Tuesday, June 09, 2015

Antarctica: A Year on Ice

“Antarctica: A Year on Ice” doesn’t quite contain the hymnal transcendence of Werner Herzog’s “Encounters at the End of the World” but then, you know, it wasn’t directed by Werner Herzog, an eccentric genius who’s always going into every documentary on the prowl for some sort of portal into another spiritual dimension that the laymen may or not be able to see through too. “Antarctica: A Year on Ice”, on the other hand, was directed by Anthony Powell, a genial New Zealander with an accent less portentous than ingratiating. In fact, his film has close to a replica of Herzog’s sequence involving the infamous lone penguin marching off to certain doom, shown here instead with a single seal, faraway from sea. And rather than freezing your soul with existential dread, Powell thoughtfully offers you a metaphorical blanket. It may be the coldest place on Earth, but this film wants to warm you up to Antarctica.

Powell is a semi-permanent resident of Earth’s southernmost continent, where the temperatures plunge amidst spectacular scenery. That scenery is very much front and center, as it always is in films centered around these remote five million square miles, but is ultimately less crucial to the story Powell is telling than the people in the story. He is someone who has not only summered in Antarctica – from October to February – but has wintered there – from February to October – a much less welcoming time when the sun slips below the horizon for months and severe winds howl.
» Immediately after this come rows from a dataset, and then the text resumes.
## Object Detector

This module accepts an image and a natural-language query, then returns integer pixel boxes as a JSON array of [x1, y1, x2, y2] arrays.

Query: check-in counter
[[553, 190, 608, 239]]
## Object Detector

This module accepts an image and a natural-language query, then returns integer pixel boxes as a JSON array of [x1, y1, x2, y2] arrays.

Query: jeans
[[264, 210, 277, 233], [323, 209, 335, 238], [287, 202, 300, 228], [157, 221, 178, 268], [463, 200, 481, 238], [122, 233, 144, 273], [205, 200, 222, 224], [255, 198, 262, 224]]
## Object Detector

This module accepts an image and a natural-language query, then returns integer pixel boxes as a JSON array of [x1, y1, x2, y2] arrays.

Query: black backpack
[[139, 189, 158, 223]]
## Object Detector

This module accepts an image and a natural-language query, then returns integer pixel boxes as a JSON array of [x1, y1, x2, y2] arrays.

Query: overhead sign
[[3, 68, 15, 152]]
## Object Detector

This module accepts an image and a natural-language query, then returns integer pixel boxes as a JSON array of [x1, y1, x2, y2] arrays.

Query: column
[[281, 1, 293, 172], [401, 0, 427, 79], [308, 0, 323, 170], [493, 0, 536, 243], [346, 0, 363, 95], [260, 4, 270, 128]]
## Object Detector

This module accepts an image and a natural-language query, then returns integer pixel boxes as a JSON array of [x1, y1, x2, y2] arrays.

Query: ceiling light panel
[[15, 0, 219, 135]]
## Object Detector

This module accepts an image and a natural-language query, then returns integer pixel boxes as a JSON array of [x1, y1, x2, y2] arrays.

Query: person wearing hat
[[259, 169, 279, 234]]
He reckons, however, that to truly see this place, to acquire a full understanding of it, you have to see it over the course of one year, and his own Year(s) on Ice become a testament to the people who have chosen to experience those 365 days with him.


Leaning strongly on talking heads and voiceovers of people in the midst of their daily routines, we are introduced to a gaggle of men and women who, according to one, came to Antarctica to refreshingly find themselves for the first time in their respective lives as the “majority” rather than the “minority”. We learn little of the lives they lead on their respective home continents or specifically what brought them here, and yet that comes across right, innately evoking the sensation of people who are all in on their present situation, who are here because they want to be here.
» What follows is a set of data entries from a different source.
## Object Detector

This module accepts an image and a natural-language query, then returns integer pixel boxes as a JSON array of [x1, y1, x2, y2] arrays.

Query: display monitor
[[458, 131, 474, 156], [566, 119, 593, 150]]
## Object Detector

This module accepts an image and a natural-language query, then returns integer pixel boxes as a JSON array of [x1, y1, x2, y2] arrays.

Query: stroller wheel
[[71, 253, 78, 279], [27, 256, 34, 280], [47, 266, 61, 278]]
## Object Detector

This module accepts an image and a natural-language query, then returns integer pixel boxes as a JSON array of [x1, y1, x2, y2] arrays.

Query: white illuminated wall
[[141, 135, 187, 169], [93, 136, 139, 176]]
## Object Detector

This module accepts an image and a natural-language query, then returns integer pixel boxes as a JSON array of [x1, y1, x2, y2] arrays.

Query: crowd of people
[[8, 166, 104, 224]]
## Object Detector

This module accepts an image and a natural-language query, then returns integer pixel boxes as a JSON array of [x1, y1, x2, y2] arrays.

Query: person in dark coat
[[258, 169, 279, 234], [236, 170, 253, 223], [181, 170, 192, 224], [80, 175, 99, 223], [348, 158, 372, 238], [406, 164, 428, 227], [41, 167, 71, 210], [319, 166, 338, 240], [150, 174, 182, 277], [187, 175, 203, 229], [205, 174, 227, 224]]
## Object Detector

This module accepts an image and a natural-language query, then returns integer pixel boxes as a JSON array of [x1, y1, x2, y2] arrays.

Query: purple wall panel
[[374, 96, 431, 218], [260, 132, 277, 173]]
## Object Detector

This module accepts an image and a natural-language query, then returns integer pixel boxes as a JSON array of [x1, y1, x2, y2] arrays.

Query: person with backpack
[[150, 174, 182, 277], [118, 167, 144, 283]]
Life in Antarctica, it is made plain, is not all jaw-dropping hikes and mystical encounters with haunting southern lights. We’re here to work, is a variation on a familiar refrain cited by many of Powell’s interviewees, and, sure enough, we see them hard at work on mundane tasks, many of which appear no different than anywhere else in the world. A woman mans a desk beneath fluorescent lights. Another woman runs an Antarctic variation of the corner bodega. There are firefighters and mechanics and administrators. It’s like, say, Rosemont, IL, just a lot closer to the south pole. It’s not all penguins and snowscapes, emphasized to the point where you almost wonder if they are discouraging you to come.
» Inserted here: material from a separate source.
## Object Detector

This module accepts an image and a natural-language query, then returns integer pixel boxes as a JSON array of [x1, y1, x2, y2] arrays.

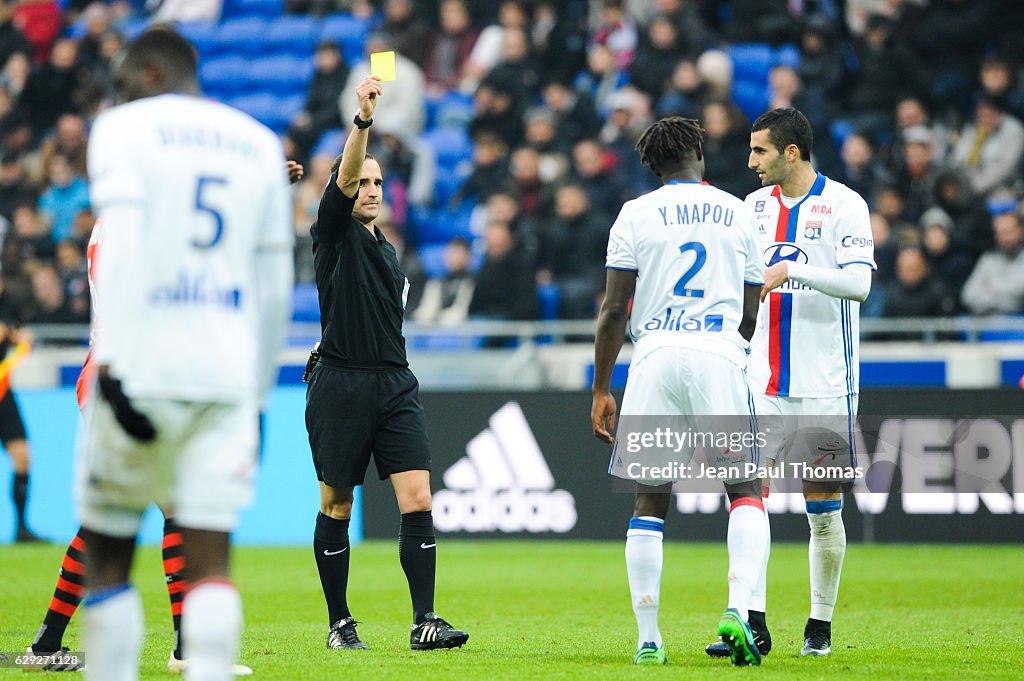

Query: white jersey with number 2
[[605, 180, 764, 366], [89, 94, 294, 402]]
Yet discouragement is not the point. Though it makes clear that life on the continent’s base camps cum towns can be horse latitudes of tedium, it never lingers in these potentially dark haunts. At times you almost wish it would linger. In the wintry months when the landscape is swathed in midnight twenty-four hours a day and delirium sets in, people recount their problems with a retrospective wistfulness, yet you can’t help but wonder if in the moment it amounts to something more......distressing. Powell simply won’t go there.

“Antarctica: A Year on Ice” is about the people but it’s also about the place affecting the people, and affecting them primarily for the best. It shapes them. There is some appendaged talk at the end reverting to ecological matters about how all this natural beauty will all be gone if we’re not careful, and so forth, which is not a wrong message, of course, but doesn’t feel quite convincing in this context. This isn’t a film about Antarctica just as “The Wizard of Oz” isn’t as much a film about Oz as it is about Kansas. It’s about being home.